The Air Force launched NIPRGPT in partnership with the Air Force Research Laboratory in June. The chatbot can converse with Air Force personnel and provide assistance with certain tasks. Goodwine said the first phases of getting the tool into the hands of warfighters are already underway.
“First we need to give a tool to our airmen and guardians so they can learn how to interact and understand the tool. So this is that digital literacy that we’re increasing. So we’re providing training, we’re providing webinars, and we provide them a tool and a capability on a limited scale so they can play with that tool for a period of time,” she explained.
Goodwine also held roundtable AI discussions with small and large businesses to better understand how organizations used large language models within their organizations.
“The goal is now we need to figure out what are the use cases that we actually need in the Air Force, and then how do we want to govern it? How do I choose to fund it and then scale it? And then how do I ensure that I have the skill for that as well?” Goodwine said.
Ultimately, AFRL will eventually release a request for proposals that can help the Air Force solve the use cases they’ve determined.

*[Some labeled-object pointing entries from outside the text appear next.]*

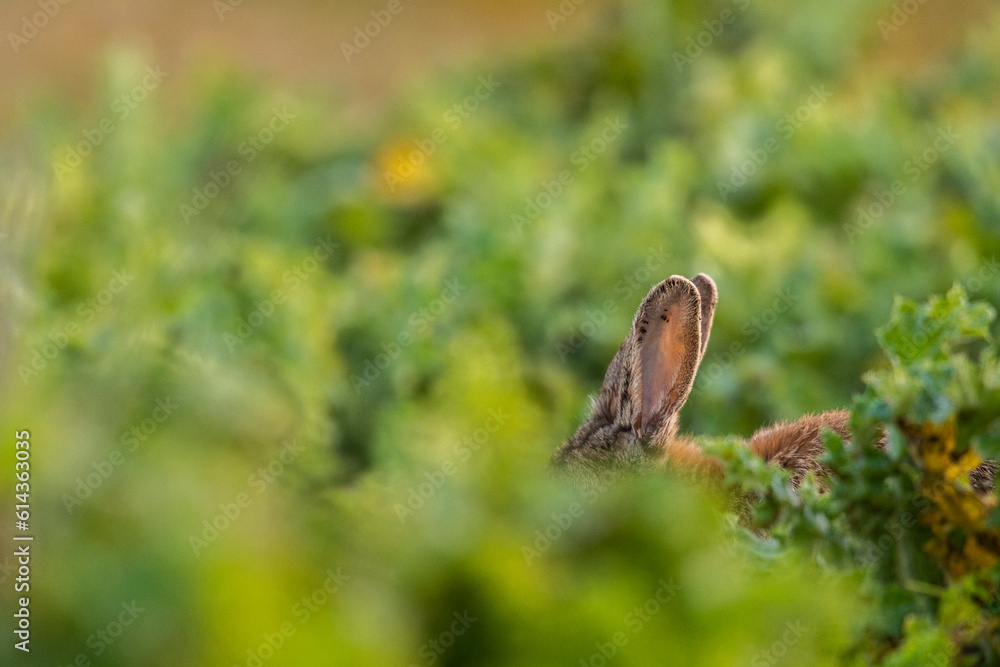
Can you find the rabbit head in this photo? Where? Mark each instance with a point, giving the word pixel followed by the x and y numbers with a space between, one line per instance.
pixel 633 422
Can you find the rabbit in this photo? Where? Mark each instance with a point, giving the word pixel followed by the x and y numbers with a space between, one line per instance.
pixel 633 422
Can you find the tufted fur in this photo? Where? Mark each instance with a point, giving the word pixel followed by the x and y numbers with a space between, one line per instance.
pixel 633 422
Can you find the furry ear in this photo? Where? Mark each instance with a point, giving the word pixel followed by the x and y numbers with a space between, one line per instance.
pixel 709 297
pixel 668 347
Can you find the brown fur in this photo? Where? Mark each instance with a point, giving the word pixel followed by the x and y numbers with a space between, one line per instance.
pixel 633 423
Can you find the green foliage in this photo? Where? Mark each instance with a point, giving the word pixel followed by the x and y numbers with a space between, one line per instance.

“Some of the things that we are looking at is what is the fully burdened cost of getting into the AI business?” the Air Force CIO shared.
Goodwine said she and her team are working to identify all of the possible ways forward with AI tools and LLMs, and the eventual RFP may help the Air Force decide which route to take.

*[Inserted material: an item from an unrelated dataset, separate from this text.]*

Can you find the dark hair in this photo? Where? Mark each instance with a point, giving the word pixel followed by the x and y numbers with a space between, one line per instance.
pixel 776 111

“I’ve asked the team to think big picture, wide scale. If I just go straight to public, get a contract and say every airman and guardian can now just have a license to use LLMs and put the governance around it. Or if I go to the other scale, which now at AFRL I have my own GPUs, if I go that route, how do I create that model? So we are in the midst of doing all of that,” she said.
Goodwine said there is currently no timeline on when the experimentation phases will end or when an RFP may be issued.